Navigation à l'aveugle
Tant que le Congrès ne passe pas de nouveau budget, il n'y aura plus de nouvelle publication de chiffres de l'inflation, a prévenu l'administration Trump. Elle a déjà suspendu la publication des données sur les créations d'emploi depuis la fin septembre. Pour ne rien arranger, le spécialiste des données privées sur le marché du travail, ADP, a récemment coupé l'accès des économistes de la banque centrale à ses données granulaires.
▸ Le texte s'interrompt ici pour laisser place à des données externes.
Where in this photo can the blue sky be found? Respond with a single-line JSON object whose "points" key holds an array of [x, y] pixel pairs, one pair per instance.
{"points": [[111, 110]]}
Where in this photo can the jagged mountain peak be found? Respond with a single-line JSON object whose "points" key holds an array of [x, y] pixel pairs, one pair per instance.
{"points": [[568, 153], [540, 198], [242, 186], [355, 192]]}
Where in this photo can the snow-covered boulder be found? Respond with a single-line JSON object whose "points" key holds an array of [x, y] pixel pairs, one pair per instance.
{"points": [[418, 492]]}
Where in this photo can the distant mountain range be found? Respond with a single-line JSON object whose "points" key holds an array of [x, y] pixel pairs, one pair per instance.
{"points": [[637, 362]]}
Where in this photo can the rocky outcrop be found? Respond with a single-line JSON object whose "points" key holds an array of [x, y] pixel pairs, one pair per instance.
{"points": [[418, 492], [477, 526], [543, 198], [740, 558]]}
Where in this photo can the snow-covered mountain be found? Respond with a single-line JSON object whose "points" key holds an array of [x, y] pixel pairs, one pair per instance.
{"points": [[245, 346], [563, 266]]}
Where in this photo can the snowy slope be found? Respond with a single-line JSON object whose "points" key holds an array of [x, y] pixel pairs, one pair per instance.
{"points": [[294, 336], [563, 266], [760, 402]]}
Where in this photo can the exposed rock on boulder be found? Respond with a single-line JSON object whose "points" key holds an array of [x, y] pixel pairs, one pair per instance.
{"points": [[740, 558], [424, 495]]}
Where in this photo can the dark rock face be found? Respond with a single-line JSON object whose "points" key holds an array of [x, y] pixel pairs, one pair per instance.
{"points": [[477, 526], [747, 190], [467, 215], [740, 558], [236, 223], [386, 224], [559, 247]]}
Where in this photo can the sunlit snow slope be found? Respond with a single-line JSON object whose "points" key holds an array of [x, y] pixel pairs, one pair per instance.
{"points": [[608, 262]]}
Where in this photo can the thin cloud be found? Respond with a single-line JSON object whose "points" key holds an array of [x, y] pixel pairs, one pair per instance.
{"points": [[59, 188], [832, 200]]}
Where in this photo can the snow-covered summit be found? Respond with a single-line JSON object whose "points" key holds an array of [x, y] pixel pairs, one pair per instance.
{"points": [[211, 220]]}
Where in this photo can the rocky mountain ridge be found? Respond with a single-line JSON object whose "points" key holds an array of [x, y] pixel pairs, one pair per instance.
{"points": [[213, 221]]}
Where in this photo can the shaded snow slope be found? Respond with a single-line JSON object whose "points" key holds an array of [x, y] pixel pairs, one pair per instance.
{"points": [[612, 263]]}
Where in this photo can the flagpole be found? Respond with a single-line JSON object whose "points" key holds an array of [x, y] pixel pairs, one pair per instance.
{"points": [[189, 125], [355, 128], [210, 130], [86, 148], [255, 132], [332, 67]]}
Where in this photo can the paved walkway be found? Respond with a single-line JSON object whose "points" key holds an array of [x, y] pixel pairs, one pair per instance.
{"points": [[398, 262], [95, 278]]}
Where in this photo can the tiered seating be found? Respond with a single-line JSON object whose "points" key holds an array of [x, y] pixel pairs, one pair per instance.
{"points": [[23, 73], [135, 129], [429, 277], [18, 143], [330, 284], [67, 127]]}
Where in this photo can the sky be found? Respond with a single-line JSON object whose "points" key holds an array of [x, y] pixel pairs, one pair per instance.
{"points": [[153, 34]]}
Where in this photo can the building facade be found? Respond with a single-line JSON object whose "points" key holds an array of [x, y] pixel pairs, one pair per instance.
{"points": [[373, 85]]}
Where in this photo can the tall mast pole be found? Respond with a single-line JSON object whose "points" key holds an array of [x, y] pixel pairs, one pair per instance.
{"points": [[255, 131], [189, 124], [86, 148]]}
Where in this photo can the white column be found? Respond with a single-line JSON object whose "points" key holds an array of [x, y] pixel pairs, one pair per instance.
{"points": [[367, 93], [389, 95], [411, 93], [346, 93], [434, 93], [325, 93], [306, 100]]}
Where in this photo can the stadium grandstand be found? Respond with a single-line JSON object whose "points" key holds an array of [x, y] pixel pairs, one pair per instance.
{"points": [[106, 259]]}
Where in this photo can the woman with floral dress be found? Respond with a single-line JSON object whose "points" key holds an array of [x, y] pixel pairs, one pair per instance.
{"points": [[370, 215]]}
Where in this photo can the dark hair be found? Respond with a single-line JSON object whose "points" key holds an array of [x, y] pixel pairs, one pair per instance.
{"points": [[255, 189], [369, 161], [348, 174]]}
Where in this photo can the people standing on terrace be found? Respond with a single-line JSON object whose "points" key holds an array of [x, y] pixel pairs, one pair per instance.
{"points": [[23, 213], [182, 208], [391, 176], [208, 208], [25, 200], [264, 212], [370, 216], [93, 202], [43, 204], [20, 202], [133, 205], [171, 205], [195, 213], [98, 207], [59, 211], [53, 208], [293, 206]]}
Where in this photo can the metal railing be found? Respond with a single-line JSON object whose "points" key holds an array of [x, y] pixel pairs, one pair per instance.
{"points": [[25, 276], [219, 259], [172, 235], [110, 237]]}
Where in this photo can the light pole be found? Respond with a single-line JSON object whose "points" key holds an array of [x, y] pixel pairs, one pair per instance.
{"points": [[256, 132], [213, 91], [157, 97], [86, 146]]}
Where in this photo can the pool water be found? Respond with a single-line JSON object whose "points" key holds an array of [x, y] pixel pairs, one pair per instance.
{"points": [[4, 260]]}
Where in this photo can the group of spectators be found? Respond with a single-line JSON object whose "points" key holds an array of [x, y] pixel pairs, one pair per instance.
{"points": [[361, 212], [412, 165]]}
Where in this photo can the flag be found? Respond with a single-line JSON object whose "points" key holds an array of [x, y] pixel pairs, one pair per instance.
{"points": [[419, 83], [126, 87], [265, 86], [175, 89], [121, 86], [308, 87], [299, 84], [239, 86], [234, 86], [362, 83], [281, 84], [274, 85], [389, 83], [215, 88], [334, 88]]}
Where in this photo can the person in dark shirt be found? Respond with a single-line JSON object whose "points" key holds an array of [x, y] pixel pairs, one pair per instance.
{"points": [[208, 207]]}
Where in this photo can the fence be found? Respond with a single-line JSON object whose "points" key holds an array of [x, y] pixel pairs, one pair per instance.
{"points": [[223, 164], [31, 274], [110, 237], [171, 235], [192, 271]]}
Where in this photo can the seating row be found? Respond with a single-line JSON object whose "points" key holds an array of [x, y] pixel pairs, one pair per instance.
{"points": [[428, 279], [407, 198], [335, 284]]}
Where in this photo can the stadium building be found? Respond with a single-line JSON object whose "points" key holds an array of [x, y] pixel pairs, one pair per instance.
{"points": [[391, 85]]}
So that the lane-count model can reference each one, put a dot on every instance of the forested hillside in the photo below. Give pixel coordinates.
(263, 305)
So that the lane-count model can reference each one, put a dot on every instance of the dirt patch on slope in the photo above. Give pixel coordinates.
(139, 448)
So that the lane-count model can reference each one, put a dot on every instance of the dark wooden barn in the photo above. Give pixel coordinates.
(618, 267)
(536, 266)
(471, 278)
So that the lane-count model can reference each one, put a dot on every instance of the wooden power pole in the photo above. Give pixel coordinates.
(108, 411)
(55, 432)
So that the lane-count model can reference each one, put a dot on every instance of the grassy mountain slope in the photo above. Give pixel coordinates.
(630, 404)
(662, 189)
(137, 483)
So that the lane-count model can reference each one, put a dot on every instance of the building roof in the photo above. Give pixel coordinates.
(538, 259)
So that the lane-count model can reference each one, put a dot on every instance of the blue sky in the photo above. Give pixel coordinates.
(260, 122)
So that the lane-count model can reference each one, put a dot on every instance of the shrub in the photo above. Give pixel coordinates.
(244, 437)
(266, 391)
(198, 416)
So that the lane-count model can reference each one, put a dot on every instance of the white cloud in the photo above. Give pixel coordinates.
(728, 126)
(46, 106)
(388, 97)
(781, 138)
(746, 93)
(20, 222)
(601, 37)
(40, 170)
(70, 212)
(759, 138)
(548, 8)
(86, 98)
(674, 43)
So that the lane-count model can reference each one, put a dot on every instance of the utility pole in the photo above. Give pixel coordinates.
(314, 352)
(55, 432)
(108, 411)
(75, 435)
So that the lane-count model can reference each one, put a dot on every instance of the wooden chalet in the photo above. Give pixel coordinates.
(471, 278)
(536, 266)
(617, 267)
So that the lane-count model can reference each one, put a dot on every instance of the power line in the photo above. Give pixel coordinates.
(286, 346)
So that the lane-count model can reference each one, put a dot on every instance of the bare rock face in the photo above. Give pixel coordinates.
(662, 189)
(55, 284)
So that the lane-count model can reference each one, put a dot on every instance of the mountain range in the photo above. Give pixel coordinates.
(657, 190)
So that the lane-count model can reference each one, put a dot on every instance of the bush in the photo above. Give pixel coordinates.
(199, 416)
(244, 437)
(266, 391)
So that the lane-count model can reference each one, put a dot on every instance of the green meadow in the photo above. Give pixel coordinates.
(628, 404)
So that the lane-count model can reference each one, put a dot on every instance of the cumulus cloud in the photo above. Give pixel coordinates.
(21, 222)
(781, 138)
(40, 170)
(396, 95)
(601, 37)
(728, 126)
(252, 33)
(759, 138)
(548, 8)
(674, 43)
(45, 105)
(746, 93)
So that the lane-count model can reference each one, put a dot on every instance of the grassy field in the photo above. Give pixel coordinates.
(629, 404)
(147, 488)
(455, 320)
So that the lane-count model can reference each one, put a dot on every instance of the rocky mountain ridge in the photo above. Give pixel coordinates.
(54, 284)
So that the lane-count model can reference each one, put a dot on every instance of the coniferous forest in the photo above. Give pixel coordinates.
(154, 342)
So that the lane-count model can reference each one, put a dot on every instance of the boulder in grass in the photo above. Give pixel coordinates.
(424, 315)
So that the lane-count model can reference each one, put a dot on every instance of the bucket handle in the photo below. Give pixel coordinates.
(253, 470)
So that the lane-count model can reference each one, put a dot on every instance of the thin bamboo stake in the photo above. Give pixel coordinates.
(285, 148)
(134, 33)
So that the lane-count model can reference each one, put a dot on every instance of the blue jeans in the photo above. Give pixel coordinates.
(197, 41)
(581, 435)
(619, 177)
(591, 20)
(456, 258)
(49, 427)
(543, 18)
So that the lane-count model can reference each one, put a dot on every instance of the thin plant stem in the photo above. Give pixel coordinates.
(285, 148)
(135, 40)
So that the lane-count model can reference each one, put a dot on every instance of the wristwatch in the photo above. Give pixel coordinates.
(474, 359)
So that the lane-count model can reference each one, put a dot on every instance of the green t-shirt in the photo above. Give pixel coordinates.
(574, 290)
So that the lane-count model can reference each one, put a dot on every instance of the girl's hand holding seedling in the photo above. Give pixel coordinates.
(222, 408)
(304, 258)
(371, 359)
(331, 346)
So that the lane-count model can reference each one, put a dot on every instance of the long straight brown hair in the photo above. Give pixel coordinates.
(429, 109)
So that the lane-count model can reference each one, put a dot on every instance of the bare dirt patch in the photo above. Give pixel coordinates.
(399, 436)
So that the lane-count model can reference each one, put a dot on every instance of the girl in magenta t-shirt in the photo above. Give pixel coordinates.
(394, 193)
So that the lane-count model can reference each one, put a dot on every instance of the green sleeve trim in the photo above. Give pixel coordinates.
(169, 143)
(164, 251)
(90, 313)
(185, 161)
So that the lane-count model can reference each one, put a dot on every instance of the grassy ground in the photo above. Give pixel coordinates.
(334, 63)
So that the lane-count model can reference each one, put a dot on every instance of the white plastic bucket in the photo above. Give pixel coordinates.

La Banque centrale a par ailleurs acté la fin de la réduction progressive de son bilan alors que les marchés de financement de court terme ont montré de premiers signes de tensions ces dernières semaines. La Fed reprendra les réinvestissements de son portefeuille de titres à partir du 1er décembre. Jerome Powell tend à présenter les décisions concernant l'évolution du bilan en termes techniques, mais elles ont une influence significative sur les conditions financières.
La taille du bilan de la Fed a reflué d'un pic à près de 9.000 milliards de dollars en 2022 à près de 6.600 milliards ce mois-ci. Malgré cette cure d'amincissement, le bilan de la Banque centrale reste plus large de 2.000 milliards de dollars qu'avant la pandémie. La fin du resserrement quantitatif devrait contribuer à assouplir les conditions de financement, toutes choses égales par ailleurs, mais la manière dont la Fed compte procéder devrait limiter l'impact de sa décision. Elle compte en effet poursuivre la liquidation de ses titres de prêts hypothécaires, et concentrer ses réinvestissements sur la dette d'Etat américaine.
Le président de la Fed peut au moins souffler sur un point. Donald Trump s'est montré moins vindicatif vis-à-vis de l'institution ces dernières semaines. Le président apprécie de voir la banque centrale finalement abaisser ses taux d'intérêt, même s'il aimerait la voir agir plus rapidement. Mais il doit prendre son mal en patience. La Cour suprême l'a empêché de renvoyer Lisa Cook du conseil des gouverneurs avant de juger l'affaire sur le fond, ce qui attendra une première audience en janvier. Le mandat de Jerome Powell à la tête de l'institution ne prendra quant à lui fin qu'en mai prochain.